Aug. 10, 2020, is a day I will never forget. A storm with winds comparable to an inland hurricane, called a derecho, blew through the corn belt and hit Iowa from west to east along U.S. Highway 30 at varying intensity, causing damage to homes, buildings, and crops.
There are many details that will stick with me, including watching a tree fall on my house and a limb coming through the ceiling and into my kitchen. But most of all, I will never forget how Iowans reacted in the aftermath of the storm.
While I have traveled outside of the state and country, I have never lived anywhere besides Iowa. A term I hear often when referring to our state’s kind-hearted nature is “Iowa nice.” After what I’ve seen in the weeks since the derecho, I wholeheartedly agree that is an appropriate term to describe Iowans—and even rural residents outside of Iowa.
I witnessed firsthand neighbors helping neighbors before worrying about damage to their own houses and property and sharing their generators and chainsaws after they flew off the shelves at all stores in the area just minutes after the storm passed.

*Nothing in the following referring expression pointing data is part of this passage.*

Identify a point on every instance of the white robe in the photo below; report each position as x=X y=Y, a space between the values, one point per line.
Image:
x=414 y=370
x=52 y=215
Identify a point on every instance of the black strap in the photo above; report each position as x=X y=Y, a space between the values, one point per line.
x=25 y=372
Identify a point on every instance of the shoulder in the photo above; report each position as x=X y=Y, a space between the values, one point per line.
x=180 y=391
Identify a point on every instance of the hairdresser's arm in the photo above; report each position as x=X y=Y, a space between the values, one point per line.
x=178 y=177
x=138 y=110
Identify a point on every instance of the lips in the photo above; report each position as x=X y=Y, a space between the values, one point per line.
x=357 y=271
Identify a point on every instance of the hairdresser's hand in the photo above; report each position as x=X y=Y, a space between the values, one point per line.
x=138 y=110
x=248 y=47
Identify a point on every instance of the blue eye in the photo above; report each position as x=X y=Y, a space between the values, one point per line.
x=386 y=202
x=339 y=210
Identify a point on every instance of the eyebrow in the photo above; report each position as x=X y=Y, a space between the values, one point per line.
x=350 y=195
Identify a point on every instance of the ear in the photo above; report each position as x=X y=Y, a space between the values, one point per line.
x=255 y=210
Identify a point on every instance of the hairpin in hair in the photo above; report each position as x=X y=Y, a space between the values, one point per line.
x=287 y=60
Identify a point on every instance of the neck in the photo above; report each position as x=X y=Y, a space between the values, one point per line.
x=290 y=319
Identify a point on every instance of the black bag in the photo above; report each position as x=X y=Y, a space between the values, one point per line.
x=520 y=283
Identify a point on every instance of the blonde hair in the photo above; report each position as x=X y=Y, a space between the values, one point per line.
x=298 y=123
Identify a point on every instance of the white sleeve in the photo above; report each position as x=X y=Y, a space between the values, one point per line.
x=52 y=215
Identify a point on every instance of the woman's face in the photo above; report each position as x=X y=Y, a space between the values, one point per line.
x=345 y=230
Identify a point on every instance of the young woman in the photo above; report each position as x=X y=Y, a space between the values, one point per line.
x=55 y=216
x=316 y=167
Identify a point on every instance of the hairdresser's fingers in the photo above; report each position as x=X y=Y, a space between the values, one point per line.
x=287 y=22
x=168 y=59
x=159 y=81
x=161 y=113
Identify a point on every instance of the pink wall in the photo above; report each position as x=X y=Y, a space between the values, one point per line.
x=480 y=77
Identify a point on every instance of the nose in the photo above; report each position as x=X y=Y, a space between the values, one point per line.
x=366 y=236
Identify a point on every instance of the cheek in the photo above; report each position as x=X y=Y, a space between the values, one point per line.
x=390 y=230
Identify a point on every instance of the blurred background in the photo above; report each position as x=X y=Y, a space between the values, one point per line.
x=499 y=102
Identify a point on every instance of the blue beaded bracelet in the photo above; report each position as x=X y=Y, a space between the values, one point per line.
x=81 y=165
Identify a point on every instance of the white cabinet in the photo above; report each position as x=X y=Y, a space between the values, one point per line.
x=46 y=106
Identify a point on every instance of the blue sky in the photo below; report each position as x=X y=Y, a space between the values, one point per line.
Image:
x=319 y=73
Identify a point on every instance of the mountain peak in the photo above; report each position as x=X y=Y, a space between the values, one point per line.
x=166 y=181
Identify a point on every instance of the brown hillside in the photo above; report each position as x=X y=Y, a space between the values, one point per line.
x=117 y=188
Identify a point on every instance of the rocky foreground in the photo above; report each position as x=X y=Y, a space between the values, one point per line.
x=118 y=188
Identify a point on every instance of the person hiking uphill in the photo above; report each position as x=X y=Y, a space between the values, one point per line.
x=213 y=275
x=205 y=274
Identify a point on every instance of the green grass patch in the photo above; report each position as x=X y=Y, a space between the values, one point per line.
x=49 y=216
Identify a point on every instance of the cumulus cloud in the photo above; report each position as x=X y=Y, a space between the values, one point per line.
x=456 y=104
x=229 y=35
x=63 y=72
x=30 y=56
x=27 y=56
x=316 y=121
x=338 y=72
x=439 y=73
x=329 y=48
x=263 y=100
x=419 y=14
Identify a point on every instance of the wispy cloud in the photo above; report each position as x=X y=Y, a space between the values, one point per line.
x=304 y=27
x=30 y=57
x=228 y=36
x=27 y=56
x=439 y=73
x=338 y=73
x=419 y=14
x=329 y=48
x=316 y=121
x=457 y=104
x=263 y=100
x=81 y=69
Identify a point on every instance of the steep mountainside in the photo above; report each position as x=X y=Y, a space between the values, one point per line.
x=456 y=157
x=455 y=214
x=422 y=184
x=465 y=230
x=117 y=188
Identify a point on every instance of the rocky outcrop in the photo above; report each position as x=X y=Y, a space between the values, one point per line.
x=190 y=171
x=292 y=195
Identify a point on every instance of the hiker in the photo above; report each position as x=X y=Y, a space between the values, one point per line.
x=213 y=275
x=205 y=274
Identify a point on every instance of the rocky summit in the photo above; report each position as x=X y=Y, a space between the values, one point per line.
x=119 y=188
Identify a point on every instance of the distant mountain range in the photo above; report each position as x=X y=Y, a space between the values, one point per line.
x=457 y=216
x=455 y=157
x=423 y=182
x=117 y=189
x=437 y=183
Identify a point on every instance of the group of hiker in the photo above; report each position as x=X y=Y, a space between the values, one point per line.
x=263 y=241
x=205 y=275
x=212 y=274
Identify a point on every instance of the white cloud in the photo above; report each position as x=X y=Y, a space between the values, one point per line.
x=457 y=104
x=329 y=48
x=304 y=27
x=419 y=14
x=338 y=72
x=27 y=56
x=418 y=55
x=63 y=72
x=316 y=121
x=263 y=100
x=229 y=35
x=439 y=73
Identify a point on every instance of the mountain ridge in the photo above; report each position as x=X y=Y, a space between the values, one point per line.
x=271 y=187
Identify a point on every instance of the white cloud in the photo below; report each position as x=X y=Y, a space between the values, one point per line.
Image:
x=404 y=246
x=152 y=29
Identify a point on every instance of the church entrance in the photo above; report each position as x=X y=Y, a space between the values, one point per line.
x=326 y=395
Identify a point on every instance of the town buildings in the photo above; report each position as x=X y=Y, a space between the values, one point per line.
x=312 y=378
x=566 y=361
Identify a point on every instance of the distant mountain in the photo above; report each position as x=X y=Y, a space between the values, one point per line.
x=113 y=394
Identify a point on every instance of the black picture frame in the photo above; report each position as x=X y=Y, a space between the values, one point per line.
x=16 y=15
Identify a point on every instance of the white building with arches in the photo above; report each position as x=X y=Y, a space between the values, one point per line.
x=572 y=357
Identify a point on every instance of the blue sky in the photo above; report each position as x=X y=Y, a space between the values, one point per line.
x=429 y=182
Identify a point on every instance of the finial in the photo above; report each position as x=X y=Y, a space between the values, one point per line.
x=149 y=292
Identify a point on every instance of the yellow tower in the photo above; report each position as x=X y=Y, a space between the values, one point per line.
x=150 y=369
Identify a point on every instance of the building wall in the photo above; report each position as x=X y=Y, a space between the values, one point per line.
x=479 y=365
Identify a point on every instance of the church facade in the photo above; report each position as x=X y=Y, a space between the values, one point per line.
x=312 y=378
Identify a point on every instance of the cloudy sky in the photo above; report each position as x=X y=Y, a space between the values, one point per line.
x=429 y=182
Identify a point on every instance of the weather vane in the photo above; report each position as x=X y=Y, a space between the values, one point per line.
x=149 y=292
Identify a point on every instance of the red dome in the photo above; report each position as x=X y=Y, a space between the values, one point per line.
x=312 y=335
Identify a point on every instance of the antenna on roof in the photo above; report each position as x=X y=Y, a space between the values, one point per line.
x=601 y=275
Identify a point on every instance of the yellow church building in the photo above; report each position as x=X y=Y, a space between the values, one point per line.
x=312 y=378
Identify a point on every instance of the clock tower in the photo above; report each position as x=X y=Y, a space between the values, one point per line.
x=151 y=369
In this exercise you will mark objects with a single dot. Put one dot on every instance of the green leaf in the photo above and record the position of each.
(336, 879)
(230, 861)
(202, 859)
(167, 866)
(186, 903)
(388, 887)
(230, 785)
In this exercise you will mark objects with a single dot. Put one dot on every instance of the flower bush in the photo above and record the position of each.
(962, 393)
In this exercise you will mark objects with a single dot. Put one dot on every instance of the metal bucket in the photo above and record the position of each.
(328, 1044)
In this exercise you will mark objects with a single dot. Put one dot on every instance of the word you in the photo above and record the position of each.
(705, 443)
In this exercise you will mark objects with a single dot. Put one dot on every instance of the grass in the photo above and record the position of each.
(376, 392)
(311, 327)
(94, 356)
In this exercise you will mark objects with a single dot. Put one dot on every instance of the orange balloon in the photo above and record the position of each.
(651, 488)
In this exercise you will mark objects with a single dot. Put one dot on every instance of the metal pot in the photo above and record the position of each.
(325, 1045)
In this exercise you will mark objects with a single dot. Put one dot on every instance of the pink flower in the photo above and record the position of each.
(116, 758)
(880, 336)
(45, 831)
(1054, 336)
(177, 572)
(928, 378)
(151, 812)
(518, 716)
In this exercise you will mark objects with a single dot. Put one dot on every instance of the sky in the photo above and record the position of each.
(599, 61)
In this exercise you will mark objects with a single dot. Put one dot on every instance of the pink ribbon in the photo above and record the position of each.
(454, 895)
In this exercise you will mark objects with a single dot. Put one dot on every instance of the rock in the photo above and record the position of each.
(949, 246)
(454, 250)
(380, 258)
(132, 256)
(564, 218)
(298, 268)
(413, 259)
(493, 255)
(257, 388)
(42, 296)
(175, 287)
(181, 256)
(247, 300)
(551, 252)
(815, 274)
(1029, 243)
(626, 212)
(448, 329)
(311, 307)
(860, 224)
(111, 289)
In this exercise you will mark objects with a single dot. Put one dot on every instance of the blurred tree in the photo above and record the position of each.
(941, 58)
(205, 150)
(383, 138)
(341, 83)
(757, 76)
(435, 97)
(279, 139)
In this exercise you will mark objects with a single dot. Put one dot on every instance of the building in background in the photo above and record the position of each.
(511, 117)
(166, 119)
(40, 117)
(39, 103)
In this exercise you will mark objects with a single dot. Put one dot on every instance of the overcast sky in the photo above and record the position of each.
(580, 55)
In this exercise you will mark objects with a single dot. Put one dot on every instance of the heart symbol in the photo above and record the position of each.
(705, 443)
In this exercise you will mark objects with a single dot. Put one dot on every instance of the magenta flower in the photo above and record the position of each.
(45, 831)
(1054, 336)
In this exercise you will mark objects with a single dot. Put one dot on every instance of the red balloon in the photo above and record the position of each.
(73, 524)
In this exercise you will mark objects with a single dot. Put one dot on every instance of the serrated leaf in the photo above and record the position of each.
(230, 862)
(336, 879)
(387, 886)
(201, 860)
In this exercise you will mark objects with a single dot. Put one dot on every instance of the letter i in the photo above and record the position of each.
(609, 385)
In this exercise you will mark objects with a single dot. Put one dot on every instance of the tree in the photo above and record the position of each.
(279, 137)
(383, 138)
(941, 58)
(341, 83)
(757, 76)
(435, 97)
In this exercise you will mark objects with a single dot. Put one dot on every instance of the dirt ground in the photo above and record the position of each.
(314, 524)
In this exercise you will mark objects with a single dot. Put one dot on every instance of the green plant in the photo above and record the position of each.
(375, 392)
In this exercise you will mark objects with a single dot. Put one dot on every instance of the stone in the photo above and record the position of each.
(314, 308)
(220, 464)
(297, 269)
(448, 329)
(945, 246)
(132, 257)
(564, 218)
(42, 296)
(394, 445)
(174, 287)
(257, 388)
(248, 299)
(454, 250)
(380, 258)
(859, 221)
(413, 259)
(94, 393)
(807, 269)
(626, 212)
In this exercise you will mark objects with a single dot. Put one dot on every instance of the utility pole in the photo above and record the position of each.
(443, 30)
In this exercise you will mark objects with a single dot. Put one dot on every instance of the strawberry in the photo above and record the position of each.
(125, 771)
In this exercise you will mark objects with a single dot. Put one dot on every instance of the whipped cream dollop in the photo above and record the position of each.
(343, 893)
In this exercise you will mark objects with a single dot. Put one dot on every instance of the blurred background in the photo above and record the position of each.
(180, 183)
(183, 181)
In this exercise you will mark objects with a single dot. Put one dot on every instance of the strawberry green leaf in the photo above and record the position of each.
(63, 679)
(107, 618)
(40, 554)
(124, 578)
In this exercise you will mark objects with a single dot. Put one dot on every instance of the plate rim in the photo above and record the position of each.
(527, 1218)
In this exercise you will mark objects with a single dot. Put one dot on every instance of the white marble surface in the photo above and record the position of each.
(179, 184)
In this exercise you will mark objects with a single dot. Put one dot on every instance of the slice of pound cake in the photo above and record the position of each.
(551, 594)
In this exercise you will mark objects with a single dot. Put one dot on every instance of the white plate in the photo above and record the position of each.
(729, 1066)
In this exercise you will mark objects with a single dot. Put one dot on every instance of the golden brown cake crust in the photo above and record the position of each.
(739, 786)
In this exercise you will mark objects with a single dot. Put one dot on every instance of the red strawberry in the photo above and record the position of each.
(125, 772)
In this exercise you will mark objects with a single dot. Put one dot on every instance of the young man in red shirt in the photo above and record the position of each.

While helping friends in eastern Iowa later that week, hours after we got our own farm cleaned up, I was struck by the overwhelming sense of community. This family lost their entire newly-finished shop with living quarters, grain bins, barns, and personal belongings. The family was one in a crowd of Iowans who faced a staggering loss of their homes, farms, animals, and vehicles. But, that didn’t stop the community from coming by to check on them. Neighbors and friends brought food and water, and lent their equipment and helping hands to assist with cleanup—even as they had their own properties to clean up.
Witnessing these hardworking people with a variety of backgrounds coming together to clean up after derecho showcased the skills and values that come with living in a rural area, especially on a farm. No matter your gender or physical ability, rural roots come with a hard work ethic and ability to use whatever tools and equipment are available for the almost impossible task of clean-up after any natural disaster, in this case a derecho. Looking forward, I am reassured that even in the face of a widespread and devastating storm, rural Iowans look out for one another.
While it is never good to go through a natural disaster, the experience is a whole lot better when you have a wonderful rural community to lean on afterwards. There is still a lot to do and we have quite the battle ahead with picking up trees, patching roofs, rebuilding homes and barns, harvesting crops, storing grain, and battling volunteer corn next year. But, after living through this storm, I am confident that rural Iowa will persevere.